ПА: Да. Люди вернулись , в частности, потому что было лето. Летом жить проще, нет, например, проблем с отоплением. Но как будет теперь — не знаю. Если не будет света, тепла, воды, думаю, многие из тех, кто вернулся домой, опять уедут. Это очень сложный вопрос.

Еще в апреле во время эвакуации с Донбасса уехало более 70 % населения. Это много. Но я знаю и таких , кто остался, например, из чувства патриотизма. Наверняка есть и те, кто ждет прихода россиян, но их мало. Я не видел аналитику, не знаю, сколько украинских граждан на оккупированных территориях пошли на сотрудничество с оккупационными властями. Но такие случаи есть , и они не единичны, в частности, среди представителей правоохранительных органов. Тут нечему удивляться: мы знаем, какими были последние 30 лет, что творила Россия и какое агентурное влияние она оказывала в Украине. РФ много над этим работала и тщательно готовилась к полномасштабной войне.

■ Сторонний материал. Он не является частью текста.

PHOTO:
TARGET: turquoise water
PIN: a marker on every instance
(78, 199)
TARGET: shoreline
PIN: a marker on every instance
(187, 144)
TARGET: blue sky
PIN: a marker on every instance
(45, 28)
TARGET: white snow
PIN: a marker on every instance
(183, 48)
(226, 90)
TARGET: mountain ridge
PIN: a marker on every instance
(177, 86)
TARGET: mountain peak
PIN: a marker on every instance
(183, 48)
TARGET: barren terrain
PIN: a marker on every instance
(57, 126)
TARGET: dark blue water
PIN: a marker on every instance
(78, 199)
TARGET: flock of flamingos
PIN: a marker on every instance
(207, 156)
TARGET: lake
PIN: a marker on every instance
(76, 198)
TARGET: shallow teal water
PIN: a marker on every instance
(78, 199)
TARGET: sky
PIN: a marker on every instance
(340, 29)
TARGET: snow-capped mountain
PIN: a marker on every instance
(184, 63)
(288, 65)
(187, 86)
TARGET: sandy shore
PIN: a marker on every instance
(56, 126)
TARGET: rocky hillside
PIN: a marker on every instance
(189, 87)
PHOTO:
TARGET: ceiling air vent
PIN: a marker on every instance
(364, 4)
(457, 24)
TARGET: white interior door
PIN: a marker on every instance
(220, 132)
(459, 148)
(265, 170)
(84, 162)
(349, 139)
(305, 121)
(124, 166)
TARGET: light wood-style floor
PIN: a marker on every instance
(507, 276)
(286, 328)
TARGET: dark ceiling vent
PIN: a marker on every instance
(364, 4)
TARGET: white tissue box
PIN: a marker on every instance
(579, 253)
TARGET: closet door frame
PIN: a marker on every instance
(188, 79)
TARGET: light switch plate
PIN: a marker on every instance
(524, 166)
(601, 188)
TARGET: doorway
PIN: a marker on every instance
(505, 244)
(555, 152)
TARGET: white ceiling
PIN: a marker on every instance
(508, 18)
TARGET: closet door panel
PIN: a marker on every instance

ОМ: Мы несколько раз переносили интервью , потому что Киев был обесточен и мы технически не могли связаться. Как изменялись настроения в Киеве — с начала полномасштабной войны и до настоящего времени?

ПА: Вспоминаю конец февраля. Киев пустовал , вокруг шла война. Я живу на Подоле, и там хорошо было слышно взрывы, выстрелы. Позже киевляне начали потихоньку возвращаться, и меня даже беспокоило, что в городе становится больше людей. Почему? Потому что, когда людей мало, четко понимаешь: идет война.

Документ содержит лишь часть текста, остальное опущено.